THIRD, long-term support infantilizes European Christians.  It makes it harder for them to learn to give, to grow in stewardship. In many European countries, the government continues to support the state church with tax moneys.  Even where there is no longer financial support from the government, there is a long history of such support.

These factors can cause Europeans to resent the state church, their riches, their demands on the people over history.  In the minority churches, this resentment makes stewardship and giving a touchy issue.  It’s easier for church leaders to back off and “allow the Americans to handle it.”

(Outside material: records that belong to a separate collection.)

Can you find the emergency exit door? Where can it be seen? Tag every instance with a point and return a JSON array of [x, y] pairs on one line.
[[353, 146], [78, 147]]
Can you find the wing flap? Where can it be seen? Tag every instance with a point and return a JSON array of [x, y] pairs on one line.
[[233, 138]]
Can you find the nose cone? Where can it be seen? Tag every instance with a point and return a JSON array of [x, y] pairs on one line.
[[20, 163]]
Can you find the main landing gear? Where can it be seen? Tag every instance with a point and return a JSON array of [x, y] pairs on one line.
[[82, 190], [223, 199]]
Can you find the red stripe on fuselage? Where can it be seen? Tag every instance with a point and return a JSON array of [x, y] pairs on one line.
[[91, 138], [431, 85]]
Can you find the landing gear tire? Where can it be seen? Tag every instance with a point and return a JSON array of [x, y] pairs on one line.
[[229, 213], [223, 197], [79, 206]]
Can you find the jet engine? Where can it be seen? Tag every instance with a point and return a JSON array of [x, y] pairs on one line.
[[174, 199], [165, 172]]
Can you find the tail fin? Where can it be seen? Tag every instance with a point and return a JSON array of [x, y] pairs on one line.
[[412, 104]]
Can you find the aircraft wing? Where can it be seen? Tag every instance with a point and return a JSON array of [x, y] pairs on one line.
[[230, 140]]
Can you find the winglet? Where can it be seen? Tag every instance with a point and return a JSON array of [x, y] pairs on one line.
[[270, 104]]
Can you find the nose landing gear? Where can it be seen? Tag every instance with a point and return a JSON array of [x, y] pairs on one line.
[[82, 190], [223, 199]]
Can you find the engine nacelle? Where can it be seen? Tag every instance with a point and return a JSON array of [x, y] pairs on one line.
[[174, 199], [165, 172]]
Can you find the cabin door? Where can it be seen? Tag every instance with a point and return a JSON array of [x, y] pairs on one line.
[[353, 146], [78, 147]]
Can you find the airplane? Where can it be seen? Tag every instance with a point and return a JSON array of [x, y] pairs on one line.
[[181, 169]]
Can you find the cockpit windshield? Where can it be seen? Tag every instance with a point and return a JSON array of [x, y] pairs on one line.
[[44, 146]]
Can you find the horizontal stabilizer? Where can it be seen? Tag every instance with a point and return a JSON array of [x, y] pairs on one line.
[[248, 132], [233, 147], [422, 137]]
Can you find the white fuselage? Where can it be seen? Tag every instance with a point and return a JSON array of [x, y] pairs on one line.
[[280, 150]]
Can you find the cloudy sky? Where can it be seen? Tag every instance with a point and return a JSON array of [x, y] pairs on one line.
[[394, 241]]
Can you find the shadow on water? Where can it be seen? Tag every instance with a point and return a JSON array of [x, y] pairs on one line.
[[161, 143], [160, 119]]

Combining #2 and #3, here are the assumptions European believers seem to be making:

  1. Ministry is “something that the professionals do (not the people in the pews like me)”;
  2. Pastors are supposed to be full-time professionals, like in the “real” churches (the Catholic or other state churches, or the mega-churches in the USA that support us);
  3. Real churches are supposed to have buildings where they meet;
  4. We (the European believers) don’t have enough discretionary money between us (again, the average size of a European evangelical church is around 20 AWA) to support a full-time pastor and a building.

A few recommendations:

  1. It’s better to train Europeans to be pastors and church leaders in Europe than it is to send pastors and church leaders to Europe from America or elsewhere.  It’s more cost effective; the cost ratio is something like 10:1.  It’s a better use of resources.  It’s less likely to cause cross-cultural train wrecks.  This is the philosophy that Biblijski institut has followed from the beginning.  We work to raise up, train, and equipe European Christians to lead the European church.
  2. American churches should allow the European church leaders they support maximum freedom as to the kinds of churches they plant, the styles of worship and outreach they utilize, etc.
  3. At the same time, European church leaders are products of THEIR culture (i.e., where everything is dominated by the ubiquitous state church).  Both the Americans who train and equip them and the European leaders who lead the churches need help to see the possibilities of church “outside the boxes.”

As an example of #3: instead of what we Americans think of as “traditional church plants,” I wonder if a better practice for planting churches in Europe might be founding networks of neighborhood-based house churches led by teams of bivocational pastors.

Such churches would intentionally take the house church approach, NOT as an initial step (“We’ll do this until we’re big enough to have a building and be a REAL church”) but as their vision for the church.  They would say, “We’re never going to own a building.  We’re never going to pay a full-time pastor.  We’re not trying to compete with the state church on their terms, or chase their definition of legitimacy.  But WE ARE THE CHURCH, nonetheless.”

Such a plan would allow for plural leadership, a mix of gifts in leadership, congregations that sink into and minister to their neighborhoods (because no commute) without the financial demands of full-time support, buildings and upkeep, etc.